3.2. Association of Body Composition Components with Disease Progression and Overall Survival
The median IMAT, SAT, VAT and VAT/SAT ratio index values were 3.85, 55.43, 41.90 and 0.74 cm2·m−2, respectively. Multivariable models indicated no significant associations of sarcopenia, IMAT, SAT, VAT and VAT/SAT ratio indexes at baseline with 5-year disease progression (HR: 0.69–1.25, p = 0.199–0.877) and 5-year overall survival (HR: 0.69–1.34, p = 0.123–0.724) in patients with advanced lung cancer undergoing immunotherapy (Table 2). Kaplan–Meier analyses stratifying patients according to body composition components cut-off values on 5-year disease progression and overall survival are presented in Figure 1 and Figure 2, respectively (p = 0.061–0.606).

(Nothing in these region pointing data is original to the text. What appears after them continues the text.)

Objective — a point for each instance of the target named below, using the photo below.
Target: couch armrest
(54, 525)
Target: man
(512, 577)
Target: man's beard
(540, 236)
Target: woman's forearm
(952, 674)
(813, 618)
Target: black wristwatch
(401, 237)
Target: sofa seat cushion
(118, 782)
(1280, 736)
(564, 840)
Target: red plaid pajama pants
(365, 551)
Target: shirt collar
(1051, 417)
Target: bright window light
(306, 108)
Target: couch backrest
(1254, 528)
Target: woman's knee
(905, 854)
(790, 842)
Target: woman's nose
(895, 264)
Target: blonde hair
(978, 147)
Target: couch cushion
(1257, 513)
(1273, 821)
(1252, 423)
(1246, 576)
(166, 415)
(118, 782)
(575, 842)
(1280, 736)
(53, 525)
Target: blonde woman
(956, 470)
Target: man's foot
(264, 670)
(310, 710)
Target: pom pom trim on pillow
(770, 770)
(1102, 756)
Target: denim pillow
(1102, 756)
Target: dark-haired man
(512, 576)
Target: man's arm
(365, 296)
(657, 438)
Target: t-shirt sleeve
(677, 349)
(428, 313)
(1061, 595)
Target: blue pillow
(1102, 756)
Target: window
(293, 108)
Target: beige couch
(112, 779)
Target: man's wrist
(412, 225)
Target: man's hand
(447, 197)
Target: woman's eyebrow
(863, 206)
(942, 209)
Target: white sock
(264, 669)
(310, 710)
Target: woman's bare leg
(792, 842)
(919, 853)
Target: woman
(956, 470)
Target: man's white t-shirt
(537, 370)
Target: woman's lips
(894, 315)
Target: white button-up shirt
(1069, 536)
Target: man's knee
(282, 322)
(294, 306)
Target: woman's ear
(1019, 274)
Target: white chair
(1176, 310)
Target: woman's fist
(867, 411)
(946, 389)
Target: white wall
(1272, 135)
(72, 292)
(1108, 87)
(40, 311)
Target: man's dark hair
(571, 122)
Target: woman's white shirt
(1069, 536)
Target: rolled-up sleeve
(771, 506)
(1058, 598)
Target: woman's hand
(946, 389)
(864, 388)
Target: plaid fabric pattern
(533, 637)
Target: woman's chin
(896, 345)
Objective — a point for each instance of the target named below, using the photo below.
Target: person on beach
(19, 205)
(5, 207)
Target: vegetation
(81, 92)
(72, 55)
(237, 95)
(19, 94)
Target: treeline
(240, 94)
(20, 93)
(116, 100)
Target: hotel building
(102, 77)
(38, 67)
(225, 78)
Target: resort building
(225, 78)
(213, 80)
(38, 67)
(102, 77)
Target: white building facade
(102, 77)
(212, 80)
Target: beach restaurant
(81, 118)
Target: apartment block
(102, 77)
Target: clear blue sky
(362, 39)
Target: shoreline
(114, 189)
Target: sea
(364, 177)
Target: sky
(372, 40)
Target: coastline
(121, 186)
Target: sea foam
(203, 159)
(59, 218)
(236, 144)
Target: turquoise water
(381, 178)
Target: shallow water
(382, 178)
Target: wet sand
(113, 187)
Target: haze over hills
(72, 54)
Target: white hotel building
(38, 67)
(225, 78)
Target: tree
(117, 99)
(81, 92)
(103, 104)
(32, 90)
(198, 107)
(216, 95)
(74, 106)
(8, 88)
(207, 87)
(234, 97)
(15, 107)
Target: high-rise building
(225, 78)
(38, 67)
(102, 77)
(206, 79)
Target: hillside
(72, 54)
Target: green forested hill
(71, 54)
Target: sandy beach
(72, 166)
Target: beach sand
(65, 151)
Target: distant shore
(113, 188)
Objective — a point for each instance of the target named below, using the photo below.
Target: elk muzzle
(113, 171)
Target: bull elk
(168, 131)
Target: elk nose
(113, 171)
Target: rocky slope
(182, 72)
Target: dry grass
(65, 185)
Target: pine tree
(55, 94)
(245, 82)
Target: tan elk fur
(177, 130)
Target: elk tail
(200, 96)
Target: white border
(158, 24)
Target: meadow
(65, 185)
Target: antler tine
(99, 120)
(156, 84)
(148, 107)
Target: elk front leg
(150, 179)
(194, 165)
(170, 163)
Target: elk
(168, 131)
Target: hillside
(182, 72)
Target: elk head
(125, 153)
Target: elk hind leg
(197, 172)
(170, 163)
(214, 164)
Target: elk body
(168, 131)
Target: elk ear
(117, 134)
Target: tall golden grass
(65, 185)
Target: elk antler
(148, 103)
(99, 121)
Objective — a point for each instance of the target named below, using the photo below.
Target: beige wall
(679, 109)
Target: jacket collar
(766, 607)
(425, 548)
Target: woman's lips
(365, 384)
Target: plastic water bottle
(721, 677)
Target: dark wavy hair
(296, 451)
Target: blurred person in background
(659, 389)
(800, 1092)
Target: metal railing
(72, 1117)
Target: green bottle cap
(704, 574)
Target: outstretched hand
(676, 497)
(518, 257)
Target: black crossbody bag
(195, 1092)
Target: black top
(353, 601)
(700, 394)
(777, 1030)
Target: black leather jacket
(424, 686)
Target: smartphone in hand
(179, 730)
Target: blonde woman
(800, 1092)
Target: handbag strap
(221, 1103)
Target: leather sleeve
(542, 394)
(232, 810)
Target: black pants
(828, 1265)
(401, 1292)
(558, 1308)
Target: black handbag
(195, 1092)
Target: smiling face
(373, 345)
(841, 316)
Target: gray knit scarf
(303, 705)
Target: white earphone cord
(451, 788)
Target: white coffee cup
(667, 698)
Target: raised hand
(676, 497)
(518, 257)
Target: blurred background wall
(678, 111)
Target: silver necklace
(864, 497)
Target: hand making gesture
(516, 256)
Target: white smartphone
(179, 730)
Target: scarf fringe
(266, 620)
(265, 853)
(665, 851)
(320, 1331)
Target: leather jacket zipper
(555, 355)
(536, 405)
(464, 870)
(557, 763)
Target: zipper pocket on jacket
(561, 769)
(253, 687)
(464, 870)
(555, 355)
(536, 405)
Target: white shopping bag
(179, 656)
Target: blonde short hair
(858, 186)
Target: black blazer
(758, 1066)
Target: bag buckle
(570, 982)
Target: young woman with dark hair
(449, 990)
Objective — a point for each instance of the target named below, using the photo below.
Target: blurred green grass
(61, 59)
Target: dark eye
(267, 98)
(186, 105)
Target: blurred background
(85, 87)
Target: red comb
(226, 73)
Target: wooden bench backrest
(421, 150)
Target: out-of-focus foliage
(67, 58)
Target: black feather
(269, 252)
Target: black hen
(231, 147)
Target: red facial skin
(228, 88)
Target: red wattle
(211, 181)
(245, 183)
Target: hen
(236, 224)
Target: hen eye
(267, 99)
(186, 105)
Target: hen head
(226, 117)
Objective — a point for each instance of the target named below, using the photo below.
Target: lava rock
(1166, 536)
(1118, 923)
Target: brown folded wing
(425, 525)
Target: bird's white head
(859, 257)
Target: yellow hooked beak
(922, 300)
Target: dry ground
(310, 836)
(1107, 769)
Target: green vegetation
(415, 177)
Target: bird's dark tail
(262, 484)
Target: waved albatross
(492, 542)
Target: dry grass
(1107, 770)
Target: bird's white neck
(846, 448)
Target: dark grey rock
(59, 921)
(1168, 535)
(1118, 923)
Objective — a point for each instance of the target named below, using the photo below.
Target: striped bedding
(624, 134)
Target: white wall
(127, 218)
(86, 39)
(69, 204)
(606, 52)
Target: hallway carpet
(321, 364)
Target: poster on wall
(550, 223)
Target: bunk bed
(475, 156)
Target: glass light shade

A second CT scan was performed in 88 patients as presented in Table 3. Changes in skeletal muscle, IMAT, SAT, VAT and VAT/SAT ratio indexes were not statistically significant following a median time of 15.4 months after the first CT scan (IQR: 7.1 to 26.5 days). Although changes in sarcopenia, VAT and VAT/SAT ratio indexes were not associated with 5-year disease progression (HR: 0.63–1.24, p = 0.064–0.484), >10% increases in IMAT (HR: 0.60, 95% CI: 0.38 to 0.95) and SAT indexes (HR: 0.59, 95% CI: 0.36 to 0.95) were associated with improved 5-year disease progression (p = 0.028 and 0.029; Table 4). Patients with a >10% increase in IMAT index presented a median disease progression of 15.9 (IQR: 8.8 to 24.6) months vs. 11.7 (IQR: 5.5 to 19.0) months in patients with a ≤10% decrease in IMAT index (Kaplan–Meier Log-Rank, χ2 = 4.2, p = 0.042). Likewise, patients who had a >10% increase in SAT index presented a median disease progression of 16.9 (IQR: 10.8 to 29.6) months vs. 10.2 (IQR: 4.7 to 18.8) months of patients who had a decrease in SAT index (Kaplan–Meier Log-Rank, χ2 = 5.3, p = 0.022). Kaplan–Meier analysis on 5-year disease progression is presented in Figure 3.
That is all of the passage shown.